Shell announced it would be rebasing the first quarter dividend to 16 cents a share, down two-thirds on the same quarter the prior year.
The oil major was the single largest dividend payer in the FTSE 100, a crown that will now likely pass to rival BP.
BP held its dividend steady at 10.5 cents a share for the first quarter, despite its debt levels increasing beyond the 20-30% gearing goal.
Brent crude fell to below $30 a barrel at the end of April, despite the Organisation of the Petroleum Exporting Countries (Opec) agreeing with key ally Russia and other non-Opec members to cut production, after forecasts for future demand plummeted in the wake of the Covid-19 outbreak.

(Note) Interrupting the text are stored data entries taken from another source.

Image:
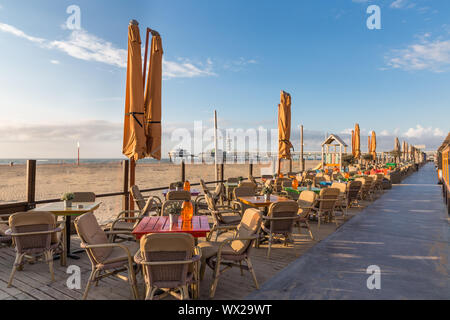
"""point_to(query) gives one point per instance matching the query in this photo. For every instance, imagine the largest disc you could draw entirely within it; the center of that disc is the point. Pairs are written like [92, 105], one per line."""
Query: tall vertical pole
[216, 156]
[31, 183]
[132, 177]
[125, 190]
[301, 150]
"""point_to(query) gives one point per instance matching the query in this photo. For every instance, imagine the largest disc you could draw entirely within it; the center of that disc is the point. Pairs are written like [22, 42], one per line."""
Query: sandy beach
[52, 180]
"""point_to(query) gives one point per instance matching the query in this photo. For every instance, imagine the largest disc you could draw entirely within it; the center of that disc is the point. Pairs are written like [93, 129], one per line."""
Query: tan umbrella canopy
[353, 143]
[373, 146]
[134, 140]
[284, 127]
[152, 102]
[357, 142]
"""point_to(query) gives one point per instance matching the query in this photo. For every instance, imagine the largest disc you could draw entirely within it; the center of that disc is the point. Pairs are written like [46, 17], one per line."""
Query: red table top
[198, 228]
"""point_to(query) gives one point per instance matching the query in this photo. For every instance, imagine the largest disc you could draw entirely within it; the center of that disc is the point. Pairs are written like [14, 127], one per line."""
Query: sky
[59, 86]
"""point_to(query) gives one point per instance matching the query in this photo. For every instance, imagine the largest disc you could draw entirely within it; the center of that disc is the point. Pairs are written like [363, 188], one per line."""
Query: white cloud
[420, 132]
[425, 55]
[85, 46]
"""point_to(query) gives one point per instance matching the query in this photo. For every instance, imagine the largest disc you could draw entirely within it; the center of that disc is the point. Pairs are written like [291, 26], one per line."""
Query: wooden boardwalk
[33, 283]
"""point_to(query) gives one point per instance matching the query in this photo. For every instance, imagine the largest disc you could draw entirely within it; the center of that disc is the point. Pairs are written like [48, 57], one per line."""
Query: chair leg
[49, 258]
[92, 277]
[270, 245]
[215, 279]
[132, 280]
[252, 271]
[17, 262]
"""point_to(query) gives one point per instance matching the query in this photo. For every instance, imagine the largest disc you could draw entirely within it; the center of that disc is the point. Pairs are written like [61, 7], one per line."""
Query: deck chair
[169, 263]
[225, 218]
[306, 202]
[341, 203]
[35, 236]
[243, 192]
[326, 203]
[107, 258]
[232, 252]
[354, 188]
[125, 222]
[280, 220]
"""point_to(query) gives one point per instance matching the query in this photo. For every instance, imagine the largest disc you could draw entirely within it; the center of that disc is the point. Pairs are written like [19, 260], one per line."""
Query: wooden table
[260, 202]
[57, 208]
[198, 228]
[194, 192]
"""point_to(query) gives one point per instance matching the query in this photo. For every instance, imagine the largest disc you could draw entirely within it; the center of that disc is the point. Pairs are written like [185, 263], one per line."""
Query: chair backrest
[307, 198]
[178, 195]
[167, 247]
[173, 205]
[83, 197]
[326, 198]
[243, 192]
[23, 222]
[248, 184]
[91, 233]
[340, 185]
[137, 196]
[248, 227]
[282, 209]
[233, 180]
[173, 185]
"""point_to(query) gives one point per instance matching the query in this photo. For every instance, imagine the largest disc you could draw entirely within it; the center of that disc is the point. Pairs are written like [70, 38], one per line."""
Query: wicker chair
[107, 258]
[35, 235]
[232, 252]
[223, 223]
[243, 192]
[280, 220]
[83, 197]
[326, 204]
[354, 188]
[306, 202]
[169, 263]
[125, 222]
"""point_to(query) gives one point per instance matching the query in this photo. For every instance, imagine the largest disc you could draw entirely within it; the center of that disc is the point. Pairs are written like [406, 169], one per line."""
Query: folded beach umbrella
[353, 143]
[284, 126]
[373, 145]
[152, 104]
[357, 142]
[134, 131]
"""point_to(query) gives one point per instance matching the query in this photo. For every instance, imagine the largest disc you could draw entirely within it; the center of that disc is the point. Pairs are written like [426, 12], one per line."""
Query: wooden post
[31, 184]
[125, 168]
[132, 177]
[183, 171]
[302, 167]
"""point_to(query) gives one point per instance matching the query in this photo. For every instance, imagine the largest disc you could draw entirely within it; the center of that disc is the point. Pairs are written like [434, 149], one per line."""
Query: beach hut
[284, 129]
[357, 142]
[332, 150]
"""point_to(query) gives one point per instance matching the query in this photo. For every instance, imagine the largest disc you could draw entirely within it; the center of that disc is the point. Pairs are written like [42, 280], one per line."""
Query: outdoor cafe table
[194, 192]
[198, 228]
[58, 209]
[261, 202]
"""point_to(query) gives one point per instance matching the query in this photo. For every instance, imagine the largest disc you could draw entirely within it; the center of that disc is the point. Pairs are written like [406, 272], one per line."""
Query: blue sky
[58, 86]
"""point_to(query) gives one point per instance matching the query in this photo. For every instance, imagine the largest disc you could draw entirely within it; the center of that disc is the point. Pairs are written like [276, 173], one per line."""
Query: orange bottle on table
[187, 211]
[294, 183]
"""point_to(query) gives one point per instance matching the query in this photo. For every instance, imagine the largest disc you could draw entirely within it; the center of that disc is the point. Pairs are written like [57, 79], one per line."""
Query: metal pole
[215, 146]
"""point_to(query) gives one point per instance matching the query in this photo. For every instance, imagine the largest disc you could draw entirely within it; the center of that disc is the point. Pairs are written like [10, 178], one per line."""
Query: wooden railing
[31, 202]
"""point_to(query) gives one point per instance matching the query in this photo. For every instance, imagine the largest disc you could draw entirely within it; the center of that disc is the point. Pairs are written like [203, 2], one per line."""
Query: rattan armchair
[35, 236]
[107, 258]
[234, 251]
[170, 263]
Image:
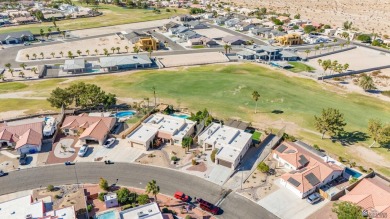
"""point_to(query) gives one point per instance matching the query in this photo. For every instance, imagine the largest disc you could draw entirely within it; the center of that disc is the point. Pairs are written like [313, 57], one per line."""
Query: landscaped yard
[300, 67]
[112, 15]
[226, 91]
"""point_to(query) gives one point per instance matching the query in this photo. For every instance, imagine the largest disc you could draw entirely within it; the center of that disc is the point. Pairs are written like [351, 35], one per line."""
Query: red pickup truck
[181, 196]
[208, 206]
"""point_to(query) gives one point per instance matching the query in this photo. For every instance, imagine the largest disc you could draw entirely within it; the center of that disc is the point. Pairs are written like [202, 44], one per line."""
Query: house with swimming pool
[160, 128]
[232, 143]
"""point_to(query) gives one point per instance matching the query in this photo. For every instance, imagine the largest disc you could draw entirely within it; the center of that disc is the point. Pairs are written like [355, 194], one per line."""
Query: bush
[212, 156]
[50, 188]
[263, 167]
[101, 196]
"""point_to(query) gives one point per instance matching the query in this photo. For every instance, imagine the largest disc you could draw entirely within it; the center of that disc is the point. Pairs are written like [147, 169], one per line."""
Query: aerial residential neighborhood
[116, 109]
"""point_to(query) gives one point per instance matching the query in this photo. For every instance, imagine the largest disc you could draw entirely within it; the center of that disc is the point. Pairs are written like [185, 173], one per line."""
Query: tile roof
[370, 193]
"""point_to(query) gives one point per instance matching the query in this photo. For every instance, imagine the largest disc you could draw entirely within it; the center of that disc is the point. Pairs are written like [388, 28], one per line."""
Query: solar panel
[281, 148]
[294, 182]
[313, 180]
[303, 161]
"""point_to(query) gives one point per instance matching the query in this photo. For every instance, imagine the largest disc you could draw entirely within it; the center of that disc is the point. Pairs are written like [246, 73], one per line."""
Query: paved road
[234, 206]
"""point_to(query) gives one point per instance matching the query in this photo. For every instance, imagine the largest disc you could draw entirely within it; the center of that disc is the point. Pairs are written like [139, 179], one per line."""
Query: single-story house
[16, 37]
[233, 40]
[372, 194]
[307, 171]
[232, 143]
[161, 128]
[74, 65]
[90, 129]
[25, 138]
[125, 62]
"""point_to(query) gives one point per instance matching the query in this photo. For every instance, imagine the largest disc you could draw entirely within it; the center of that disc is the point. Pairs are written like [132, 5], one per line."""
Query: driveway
[285, 204]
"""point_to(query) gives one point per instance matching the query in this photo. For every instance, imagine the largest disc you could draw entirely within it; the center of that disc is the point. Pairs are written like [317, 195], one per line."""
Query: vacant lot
[112, 15]
[226, 91]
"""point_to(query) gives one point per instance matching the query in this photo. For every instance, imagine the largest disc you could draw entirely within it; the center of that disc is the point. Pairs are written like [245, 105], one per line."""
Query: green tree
[255, 97]
[263, 167]
[143, 199]
[366, 82]
[103, 184]
[347, 210]
[153, 188]
[331, 121]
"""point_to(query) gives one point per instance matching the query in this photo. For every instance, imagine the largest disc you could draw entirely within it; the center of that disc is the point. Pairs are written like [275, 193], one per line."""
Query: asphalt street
[234, 206]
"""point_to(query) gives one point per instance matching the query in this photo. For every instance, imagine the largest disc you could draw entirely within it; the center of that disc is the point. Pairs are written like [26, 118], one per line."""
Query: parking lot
[285, 204]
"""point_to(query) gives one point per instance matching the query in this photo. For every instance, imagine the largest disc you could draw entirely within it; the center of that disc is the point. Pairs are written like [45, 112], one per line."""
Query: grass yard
[226, 90]
[300, 67]
[112, 15]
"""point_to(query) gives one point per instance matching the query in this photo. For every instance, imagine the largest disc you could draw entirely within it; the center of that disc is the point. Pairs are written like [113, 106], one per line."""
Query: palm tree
[23, 65]
[255, 97]
[34, 70]
[8, 65]
[366, 82]
[307, 52]
[153, 188]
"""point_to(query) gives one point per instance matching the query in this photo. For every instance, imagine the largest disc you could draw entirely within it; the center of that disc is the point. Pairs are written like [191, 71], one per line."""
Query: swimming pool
[183, 116]
[352, 173]
[124, 114]
[106, 215]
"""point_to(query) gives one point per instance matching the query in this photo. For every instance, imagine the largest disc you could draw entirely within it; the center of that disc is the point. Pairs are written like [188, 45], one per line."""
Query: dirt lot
[365, 15]
[99, 43]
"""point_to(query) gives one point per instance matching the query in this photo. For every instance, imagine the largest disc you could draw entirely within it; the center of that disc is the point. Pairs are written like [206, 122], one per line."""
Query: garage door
[224, 163]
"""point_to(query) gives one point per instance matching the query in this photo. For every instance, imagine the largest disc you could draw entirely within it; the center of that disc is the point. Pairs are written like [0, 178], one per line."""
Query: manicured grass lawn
[112, 15]
[300, 67]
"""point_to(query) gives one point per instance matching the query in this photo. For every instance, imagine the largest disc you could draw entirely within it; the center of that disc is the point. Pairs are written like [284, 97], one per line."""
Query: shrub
[212, 156]
[263, 167]
[50, 188]
[101, 196]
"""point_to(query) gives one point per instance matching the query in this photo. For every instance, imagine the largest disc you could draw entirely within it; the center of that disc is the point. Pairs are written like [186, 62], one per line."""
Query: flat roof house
[164, 128]
[25, 138]
[91, 129]
[232, 143]
[125, 62]
[74, 65]
[307, 171]
[16, 37]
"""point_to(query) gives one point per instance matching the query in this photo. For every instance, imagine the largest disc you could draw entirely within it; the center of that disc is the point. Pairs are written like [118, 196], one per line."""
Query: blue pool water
[124, 114]
[106, 215]
[353, 173]
[183, 116]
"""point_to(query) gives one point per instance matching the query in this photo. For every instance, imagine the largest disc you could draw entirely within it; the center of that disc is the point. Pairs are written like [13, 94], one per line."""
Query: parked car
[314, 198]
[207, 206]
[109, 142]
[23, 159]
[181, 196]
[83, 150]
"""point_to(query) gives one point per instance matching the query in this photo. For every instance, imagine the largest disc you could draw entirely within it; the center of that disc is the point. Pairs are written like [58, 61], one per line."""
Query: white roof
[229, 140]
[148, 211]
[21, 207]
[63, 213]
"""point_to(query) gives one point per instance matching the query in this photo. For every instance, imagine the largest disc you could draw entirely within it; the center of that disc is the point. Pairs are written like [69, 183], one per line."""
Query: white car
[83, 150]
[109, 142]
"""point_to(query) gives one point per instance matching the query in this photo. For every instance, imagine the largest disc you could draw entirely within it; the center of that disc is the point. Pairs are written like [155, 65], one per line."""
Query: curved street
[133, 175]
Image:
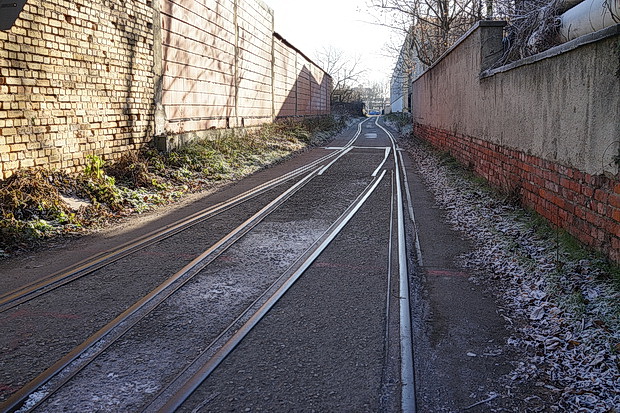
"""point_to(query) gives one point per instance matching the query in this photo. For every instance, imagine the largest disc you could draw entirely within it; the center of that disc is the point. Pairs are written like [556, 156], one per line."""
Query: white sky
[309, 25]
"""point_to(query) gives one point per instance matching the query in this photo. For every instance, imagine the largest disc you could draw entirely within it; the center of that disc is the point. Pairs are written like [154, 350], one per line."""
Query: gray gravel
[564, 311]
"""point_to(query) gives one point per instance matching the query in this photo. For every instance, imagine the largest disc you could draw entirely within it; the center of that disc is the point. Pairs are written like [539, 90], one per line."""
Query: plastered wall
[110, 76]
[546, 128]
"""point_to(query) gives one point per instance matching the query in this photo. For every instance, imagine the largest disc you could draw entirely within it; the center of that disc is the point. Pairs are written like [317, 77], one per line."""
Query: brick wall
[585, 205]
[108, 76]
[75, 79]
[533, 127]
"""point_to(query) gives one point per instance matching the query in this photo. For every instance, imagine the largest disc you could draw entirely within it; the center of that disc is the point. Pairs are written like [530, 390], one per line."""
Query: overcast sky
[343, 24]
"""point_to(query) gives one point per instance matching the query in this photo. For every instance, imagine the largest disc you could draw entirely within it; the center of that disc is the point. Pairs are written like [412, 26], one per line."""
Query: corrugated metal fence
[105, 76]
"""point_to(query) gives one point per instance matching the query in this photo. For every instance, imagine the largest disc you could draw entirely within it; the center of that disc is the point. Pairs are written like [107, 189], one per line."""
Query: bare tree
[431, 26]
[346, 71]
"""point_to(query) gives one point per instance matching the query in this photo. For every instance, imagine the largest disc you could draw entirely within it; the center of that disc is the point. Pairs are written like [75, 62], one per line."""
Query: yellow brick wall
[75, 79]
[85, 77]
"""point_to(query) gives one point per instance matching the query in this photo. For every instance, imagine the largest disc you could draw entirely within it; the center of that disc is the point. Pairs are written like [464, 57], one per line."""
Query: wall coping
[556, 50]
[476, 26]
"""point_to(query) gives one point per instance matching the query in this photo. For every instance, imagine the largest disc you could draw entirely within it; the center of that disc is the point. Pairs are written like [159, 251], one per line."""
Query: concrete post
[159, 118]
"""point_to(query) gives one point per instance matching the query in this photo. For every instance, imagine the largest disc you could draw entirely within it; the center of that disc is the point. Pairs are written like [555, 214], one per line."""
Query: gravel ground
[563, 307]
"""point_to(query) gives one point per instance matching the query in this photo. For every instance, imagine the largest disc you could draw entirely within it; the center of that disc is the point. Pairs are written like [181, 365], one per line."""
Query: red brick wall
[587, 206]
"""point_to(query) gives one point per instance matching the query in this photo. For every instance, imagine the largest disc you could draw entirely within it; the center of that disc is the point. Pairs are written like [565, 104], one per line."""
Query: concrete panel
[564, 107]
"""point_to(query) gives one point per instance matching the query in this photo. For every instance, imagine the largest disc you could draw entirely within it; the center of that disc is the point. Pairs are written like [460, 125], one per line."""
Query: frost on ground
[563, 306]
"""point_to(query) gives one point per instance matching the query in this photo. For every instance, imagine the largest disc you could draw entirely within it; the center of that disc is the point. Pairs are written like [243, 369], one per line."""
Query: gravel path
[563, 307]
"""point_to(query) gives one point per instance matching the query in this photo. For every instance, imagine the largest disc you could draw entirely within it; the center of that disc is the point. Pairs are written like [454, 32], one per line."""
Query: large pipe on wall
[589, 16]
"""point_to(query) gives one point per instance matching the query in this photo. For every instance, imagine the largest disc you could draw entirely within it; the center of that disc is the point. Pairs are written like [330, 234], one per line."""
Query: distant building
[408, 68]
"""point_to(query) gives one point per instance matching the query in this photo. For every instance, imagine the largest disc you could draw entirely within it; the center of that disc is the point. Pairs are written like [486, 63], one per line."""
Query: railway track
[156, 353]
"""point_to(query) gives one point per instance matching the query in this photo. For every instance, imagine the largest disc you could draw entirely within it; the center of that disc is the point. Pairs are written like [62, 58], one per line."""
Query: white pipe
[589, 16]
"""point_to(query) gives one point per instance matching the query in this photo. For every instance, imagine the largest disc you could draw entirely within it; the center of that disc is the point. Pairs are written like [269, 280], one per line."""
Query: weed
[32, 209]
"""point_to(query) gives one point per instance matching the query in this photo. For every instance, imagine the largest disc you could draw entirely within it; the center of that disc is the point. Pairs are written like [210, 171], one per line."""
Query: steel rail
[26, 293]
[418, 249]
[130, 317]
[296, 271]
[408, 403]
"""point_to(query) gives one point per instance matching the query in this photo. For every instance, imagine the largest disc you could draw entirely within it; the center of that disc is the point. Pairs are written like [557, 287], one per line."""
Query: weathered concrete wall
[546, 127]
[109, 76]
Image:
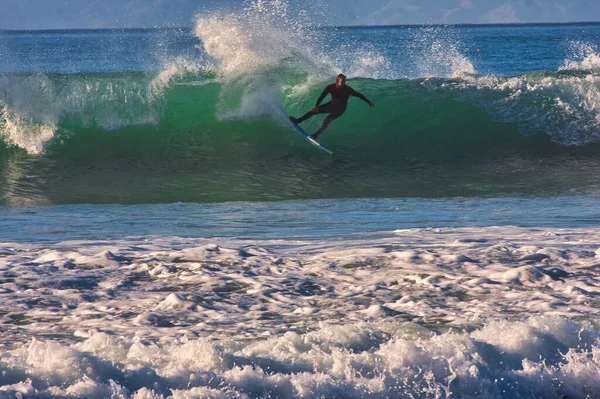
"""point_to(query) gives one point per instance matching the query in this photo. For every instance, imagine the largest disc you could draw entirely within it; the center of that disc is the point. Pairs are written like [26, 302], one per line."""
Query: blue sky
[55, 14]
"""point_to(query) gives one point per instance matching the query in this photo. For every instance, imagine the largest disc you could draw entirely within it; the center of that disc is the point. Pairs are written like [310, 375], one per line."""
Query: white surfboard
[307, 136]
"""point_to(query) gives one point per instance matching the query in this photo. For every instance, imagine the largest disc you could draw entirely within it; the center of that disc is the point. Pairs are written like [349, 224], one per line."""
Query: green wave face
[197, 137]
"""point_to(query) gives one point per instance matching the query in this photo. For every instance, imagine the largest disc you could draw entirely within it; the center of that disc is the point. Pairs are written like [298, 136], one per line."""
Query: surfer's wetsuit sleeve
[322, 96]
[359, 95]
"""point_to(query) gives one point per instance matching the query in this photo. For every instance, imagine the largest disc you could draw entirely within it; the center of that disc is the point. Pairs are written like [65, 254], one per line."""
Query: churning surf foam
[500, 312]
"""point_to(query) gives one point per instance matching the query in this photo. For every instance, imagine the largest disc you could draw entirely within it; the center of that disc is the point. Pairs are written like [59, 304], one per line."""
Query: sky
[93, 14]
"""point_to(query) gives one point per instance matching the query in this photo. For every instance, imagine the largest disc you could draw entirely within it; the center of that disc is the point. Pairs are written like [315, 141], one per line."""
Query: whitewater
[165, 234]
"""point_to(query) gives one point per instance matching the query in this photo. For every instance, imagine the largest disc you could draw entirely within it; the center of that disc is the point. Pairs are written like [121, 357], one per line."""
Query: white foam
[461, 311]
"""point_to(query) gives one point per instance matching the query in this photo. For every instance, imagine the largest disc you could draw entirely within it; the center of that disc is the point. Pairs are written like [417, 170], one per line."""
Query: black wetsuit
[335, 108]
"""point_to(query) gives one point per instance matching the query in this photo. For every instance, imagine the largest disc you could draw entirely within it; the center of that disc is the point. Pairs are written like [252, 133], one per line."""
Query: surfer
[336, 107]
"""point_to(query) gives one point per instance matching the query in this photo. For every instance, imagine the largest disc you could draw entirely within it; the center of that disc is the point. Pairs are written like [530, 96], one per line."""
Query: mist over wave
[215, 112]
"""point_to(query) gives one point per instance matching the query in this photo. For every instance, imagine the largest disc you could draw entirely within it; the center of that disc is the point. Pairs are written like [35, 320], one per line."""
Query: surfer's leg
[326, 122]
[322, 109]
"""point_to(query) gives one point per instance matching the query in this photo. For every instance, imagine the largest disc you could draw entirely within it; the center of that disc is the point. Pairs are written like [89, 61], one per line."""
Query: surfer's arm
[362, 97]
[321, 98]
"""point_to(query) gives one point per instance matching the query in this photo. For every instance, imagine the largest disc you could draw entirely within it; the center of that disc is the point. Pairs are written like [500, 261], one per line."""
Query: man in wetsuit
[336, 107]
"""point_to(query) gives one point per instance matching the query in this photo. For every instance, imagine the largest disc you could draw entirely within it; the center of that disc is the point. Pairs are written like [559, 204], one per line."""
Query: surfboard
[307, 136]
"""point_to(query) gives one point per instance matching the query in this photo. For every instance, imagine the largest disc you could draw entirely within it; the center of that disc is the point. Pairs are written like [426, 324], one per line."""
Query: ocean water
[164, 233]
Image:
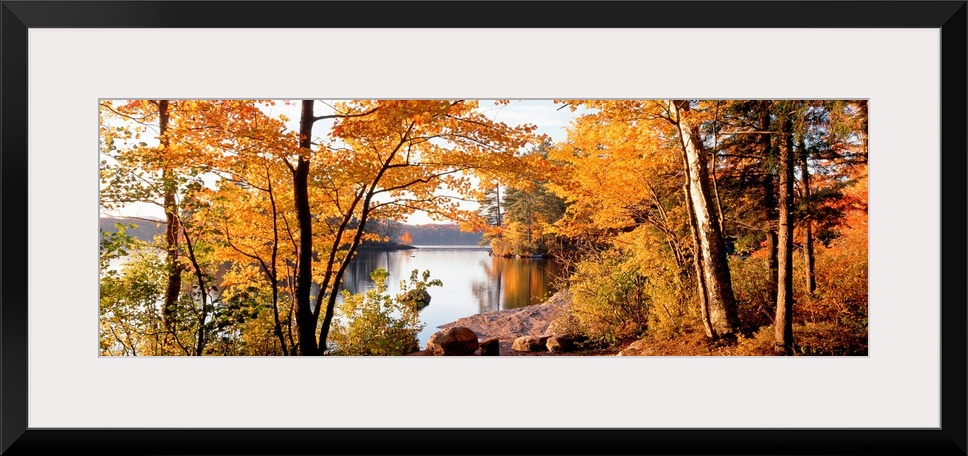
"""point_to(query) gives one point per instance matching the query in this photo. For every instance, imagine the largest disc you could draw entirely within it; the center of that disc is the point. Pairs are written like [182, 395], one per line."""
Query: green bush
[375, 323]
[755, 301]
[609, 300]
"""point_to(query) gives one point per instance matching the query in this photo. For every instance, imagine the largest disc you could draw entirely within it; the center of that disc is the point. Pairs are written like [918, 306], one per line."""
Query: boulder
[453, 341]
[417, 298]
[530, 343]
[491, 347]
[563, 343]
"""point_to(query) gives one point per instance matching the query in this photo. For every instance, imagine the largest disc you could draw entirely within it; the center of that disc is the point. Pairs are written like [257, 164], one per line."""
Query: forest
[731, 225]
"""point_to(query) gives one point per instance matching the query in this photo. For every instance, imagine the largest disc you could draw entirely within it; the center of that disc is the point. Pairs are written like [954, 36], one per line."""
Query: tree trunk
[173, 286]
[783, 323]
[723, 318]
[305, 319]
[811, 278]
[769, 198]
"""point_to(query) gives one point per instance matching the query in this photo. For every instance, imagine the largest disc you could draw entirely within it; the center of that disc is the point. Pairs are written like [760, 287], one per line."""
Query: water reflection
[514, 282]
[474, 282]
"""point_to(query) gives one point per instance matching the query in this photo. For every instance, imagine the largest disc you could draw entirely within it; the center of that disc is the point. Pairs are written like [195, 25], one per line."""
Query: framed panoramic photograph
[483, 227]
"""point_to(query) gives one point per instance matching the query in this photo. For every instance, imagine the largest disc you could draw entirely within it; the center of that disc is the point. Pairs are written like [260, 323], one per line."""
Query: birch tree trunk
[783, 324]
[169, 183]
[723, 319]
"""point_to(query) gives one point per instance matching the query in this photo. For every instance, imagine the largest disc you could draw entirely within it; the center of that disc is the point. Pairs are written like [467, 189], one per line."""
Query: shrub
[609, 299]
[755, 301]
[374, 323]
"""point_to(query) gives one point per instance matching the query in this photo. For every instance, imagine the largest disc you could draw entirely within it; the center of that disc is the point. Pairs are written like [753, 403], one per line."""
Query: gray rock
[563, 343]
[491, 347]
[453, 341]
[530, 343]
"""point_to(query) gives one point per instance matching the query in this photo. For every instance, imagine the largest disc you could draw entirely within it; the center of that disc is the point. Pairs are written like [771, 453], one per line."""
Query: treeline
[142, 229]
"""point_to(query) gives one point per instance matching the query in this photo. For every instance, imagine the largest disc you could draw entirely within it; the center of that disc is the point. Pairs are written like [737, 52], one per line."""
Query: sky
[544, 114]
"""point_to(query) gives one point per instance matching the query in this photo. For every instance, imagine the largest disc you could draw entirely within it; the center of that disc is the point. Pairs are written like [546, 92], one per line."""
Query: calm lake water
[474, 281]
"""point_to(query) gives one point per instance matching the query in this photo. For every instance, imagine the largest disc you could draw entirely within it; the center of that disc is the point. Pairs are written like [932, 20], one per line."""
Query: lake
[474, 281]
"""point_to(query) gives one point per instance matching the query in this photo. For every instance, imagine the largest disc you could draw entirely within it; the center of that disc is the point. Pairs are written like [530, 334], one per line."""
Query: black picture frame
[18, 16]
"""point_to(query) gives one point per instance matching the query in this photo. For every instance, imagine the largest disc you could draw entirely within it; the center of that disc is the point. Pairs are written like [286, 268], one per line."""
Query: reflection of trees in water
[514, 283]
[488, 292]
[356, 279]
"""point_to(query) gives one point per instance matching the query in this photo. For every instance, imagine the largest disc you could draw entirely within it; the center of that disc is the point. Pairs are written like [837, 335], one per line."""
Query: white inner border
[898, 385]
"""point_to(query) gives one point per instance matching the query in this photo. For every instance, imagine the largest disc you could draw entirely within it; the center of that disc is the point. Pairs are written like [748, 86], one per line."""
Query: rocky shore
[538, 321]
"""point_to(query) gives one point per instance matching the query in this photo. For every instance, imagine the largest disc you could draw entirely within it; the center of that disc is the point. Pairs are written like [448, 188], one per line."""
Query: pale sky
[543, 113]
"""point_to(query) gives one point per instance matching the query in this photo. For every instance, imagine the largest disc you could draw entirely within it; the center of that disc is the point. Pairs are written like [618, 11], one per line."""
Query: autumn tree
[716, 292]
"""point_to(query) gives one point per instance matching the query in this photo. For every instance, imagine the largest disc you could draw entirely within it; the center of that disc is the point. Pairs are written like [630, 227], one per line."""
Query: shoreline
[534, 320]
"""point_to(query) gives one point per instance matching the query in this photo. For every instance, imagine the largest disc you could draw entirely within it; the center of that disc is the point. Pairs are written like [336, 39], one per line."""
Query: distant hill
[441, 234]
[146, 230]
[427, 234]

Chair of the Board of Royal Dutch Shell, Chad Holliday commented: “Shareholder returns are a fundamental part of Shell’s financial framework. However, given the risk of a prolonged period of economic uncertainty, weaker commodity prices, higher volatility and uncertain demand outlook, the board believes that maintaining the current level of shareholder distributions is not prudent.”
After the oil price initially crashed in March, the group unveiled a 20% cut in capital expenditure and plans to freeze the share buyback scheme. Shell also borrowed $12 billion at the start of April to boost liquidity to $40 billion.
Analysts at Killik & Co said they had been cognisant of the risks of the integrated oil & gas names cutting their dividends in the current economic downturn.
“However, despite Shell’s move today we continue to believe that these businesses are the best placed within the sector to navigate the current challenging environment due to the relative strength of their balance sheets, the diversification of their operations and their ongoing fiscal discipline,” the financial advisory group said.